With that in mind, we are interested in work that other regulators are doing to ensure that their regulation is clear and transparent, that standards meet public expectations and are understood and met by their regulated community.

The nine standards for pharmacy professionals

We would agree that the nine standards set out in the consultation are clear and easy to understand. Without a detailed knowledge of the standards of conduct, ethics and performance that the proposed standards replace, we are not able to comment whether there are any standards missing or any standards that should not be there. We can comment, more generally, that they cover the same kinds of ethics and behaviours that we are currently consulting on in our draft Codes. Public expectations of professionals focus on very similar areas regardless of whether the individual is, for example, a teacher, doctor, pharmacist or solicitor. Our consultation includes standards for solicitors and firms on treating clients fairly, maintaining trust, ensuring confidentiality, managing conflicts of interest, co-operating with the regulatory framework, and taking responsibility for their own (and employees) ongoing competence and effectiveness.

The standards you set out broadly align to the revised high level principles for solicitors that we propose to introduce.

In common with the approach that you propose for pharmacy professionals, we also intend that the SRA Principles will be applicable to solicitors at all times, both inside and outside of work. Meeting these high level ethical principles goes to the heart of what it means to be a solicitor, public protection and our core regulatory purpose.

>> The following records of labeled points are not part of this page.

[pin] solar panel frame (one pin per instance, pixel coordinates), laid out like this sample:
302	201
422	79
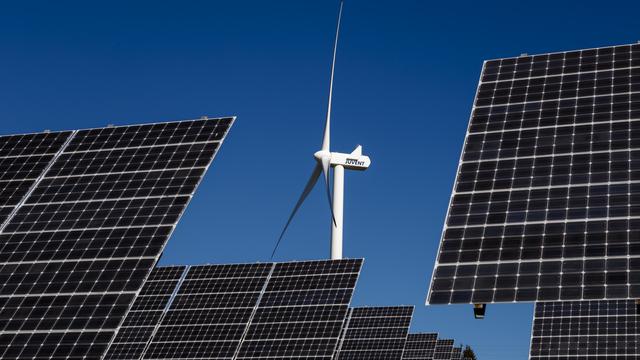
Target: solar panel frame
585	330
420	346
295	309
210	313
41	286
456	353
146	314
455	285
316	314
375	333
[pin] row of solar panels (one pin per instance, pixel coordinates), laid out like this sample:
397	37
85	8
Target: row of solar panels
608	329
546	202
267	310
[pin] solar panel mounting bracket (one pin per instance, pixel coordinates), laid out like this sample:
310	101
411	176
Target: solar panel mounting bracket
479	310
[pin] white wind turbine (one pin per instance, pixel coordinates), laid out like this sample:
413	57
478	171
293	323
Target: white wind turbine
338	161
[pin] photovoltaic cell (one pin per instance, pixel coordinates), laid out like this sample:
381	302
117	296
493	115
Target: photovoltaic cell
605	329
210	312
302	310
145	314
545	205
252	311
420	346
82	228
443	349
456	353
375	333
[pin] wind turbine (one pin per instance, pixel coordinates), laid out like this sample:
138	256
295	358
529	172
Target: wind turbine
325	160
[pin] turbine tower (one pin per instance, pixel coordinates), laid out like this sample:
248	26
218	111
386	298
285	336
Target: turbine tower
325	160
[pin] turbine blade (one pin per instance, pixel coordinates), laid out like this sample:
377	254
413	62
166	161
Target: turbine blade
325	170
307	189
326	139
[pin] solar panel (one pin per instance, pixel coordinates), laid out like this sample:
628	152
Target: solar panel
456	353
145	314
302	311
375	333
210	313
605	329
420	346
85	216
443	349
544	206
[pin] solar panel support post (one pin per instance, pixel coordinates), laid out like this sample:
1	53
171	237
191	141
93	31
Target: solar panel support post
338	208
479	310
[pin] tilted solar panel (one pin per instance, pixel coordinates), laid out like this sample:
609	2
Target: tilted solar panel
145	314
252	311
302	310
375	333
546	205
420	346
456	353
86	215
443	349
605	329
210	313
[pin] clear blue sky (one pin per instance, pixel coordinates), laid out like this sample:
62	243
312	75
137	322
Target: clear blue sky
406	75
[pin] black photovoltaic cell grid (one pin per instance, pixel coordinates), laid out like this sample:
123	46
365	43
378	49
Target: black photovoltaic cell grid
590	330
456	353
210	312
546	201
375	333
145	314
302	311
420	346
247	311
98	210
443	349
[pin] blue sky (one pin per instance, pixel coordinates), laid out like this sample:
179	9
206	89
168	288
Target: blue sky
405	79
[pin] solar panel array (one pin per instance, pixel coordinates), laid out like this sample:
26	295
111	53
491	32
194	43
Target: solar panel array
84	217
302	311
456	353
585	330
545	203
420	346
375	333
244	311
443	349
210	313
146	313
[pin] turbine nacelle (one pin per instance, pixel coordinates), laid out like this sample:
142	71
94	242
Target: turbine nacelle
353	161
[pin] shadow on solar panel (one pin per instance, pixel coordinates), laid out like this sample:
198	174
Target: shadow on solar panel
545	205
84	216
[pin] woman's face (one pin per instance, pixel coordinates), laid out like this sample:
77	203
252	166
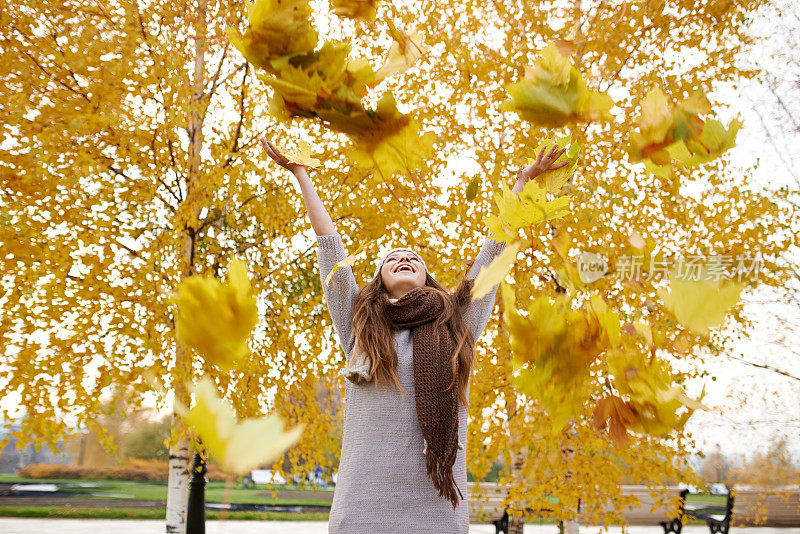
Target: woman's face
401	272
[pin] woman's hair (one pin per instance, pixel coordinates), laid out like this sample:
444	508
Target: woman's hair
374	334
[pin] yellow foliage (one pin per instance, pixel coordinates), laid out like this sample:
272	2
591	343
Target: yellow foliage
700	304
216	319
490	276
670	134
553	348
301	155
329	85
553	93
238	446
355	9
277	28
654	401
531	207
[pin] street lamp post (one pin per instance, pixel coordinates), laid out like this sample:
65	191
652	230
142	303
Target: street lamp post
196	507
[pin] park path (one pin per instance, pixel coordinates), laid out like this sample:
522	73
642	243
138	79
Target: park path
10	525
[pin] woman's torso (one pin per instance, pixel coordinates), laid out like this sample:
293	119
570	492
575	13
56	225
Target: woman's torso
382	484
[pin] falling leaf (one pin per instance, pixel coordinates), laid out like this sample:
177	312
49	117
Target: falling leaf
636	240
700	304
277	28
238	446
472	188
529	208
669	135
555	179
302	155
216	318
349	261
553	93
490	276
355	9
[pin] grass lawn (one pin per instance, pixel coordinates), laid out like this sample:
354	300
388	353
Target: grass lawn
215	491
62	512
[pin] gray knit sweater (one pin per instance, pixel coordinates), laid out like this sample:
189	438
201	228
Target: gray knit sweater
382	485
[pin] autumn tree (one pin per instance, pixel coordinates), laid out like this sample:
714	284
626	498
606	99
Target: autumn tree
132	163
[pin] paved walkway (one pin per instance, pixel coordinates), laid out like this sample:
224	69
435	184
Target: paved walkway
108	526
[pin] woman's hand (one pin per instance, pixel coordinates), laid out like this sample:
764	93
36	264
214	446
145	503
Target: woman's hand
544	162
273	152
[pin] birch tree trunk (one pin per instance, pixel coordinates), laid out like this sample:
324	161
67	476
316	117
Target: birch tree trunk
179	456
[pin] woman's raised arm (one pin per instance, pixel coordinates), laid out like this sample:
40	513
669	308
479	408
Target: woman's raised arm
321	221
340	293
478	312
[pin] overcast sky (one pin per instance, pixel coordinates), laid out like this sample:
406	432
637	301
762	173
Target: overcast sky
752	406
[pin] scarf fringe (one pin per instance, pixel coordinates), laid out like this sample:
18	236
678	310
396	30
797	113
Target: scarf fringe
442	477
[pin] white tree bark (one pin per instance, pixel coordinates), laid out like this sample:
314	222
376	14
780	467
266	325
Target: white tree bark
179	456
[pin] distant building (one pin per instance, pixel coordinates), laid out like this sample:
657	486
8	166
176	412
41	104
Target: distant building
12	459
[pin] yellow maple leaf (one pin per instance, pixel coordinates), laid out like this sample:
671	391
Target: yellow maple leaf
553	93
301	155
349	261
216	318
277	28
529	208
490	276
700	304
238	446
355	9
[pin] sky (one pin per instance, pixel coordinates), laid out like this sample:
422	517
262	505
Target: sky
750	407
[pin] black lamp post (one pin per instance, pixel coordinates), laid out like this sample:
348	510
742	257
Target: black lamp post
196	507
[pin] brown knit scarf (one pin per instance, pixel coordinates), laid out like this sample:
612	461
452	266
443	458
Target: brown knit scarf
437	409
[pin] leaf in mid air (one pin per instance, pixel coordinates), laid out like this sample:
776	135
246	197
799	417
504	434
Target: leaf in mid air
301	155
216	319
354	9
238	446
653	397
700	304
712	142
531	207
405	51
490	276
472	188
277	28
670	135
553	93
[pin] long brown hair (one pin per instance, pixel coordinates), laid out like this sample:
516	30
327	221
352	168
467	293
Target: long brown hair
374	334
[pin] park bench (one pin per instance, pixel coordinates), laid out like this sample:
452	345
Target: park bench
771	508
659	509
754	507
717	518
488	507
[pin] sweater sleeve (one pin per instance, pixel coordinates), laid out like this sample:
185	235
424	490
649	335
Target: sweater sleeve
340	293
478	312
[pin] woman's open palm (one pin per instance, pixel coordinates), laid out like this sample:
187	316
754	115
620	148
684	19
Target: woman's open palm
544	162
273	152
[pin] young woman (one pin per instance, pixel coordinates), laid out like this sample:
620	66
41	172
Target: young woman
408	344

We strongly agree with your view, set out in Part 1 of the consultation document, that standards should not set out in prescriptive detail how professionals should act in every situation. We are actively moving away from that approach with our current review of the SRA Handbook, which currently tries to do just that. For example, our current Code of Conduct is around 30 pages long, confusing and complicated, and makes the line between individual and entity responsibilities blurred and difficult to apply. We also need to make continual changes to the wider current Handbook which extends to over 400 pages to reflect the rapidly changing realities of the legal services market and consumer behaviour within that market. We plan to reduce this to some 50 pages, with new draft Codes of less than 10 pages long.

Supporting pharmacy practice

We strongly agree that clear, transparent, and user friendly guidance and supporting material are a key component to delivering a robust regulatory framework with which firms and individuals can comply. In common with the General Pharmaceutical Council, we are also undertaking a comprehensive review of our existing guidance and developing a new range of materials to support our proposed new regulatory arrangements.

We want to help firms and individuals to comply, and the key to doing that is developing comprehensive and usable toolkits. We are looking to produce a range of toolkits for different sectors of the market, and have also offered to work with stakeholders who are looking to develop their own bespoke guidance materials.

As part of our current consultation, we are working with a range of stakeholders to develop a suite of case studies to support stakeholders, focusing on the 'grey areas' where we think that this kind of resource will be most useful to those we regulate. We are also developing other material e.g. webinars, blogs, videos, alongside more traditional guidance to support the go live phase of our new regulatory arrangements.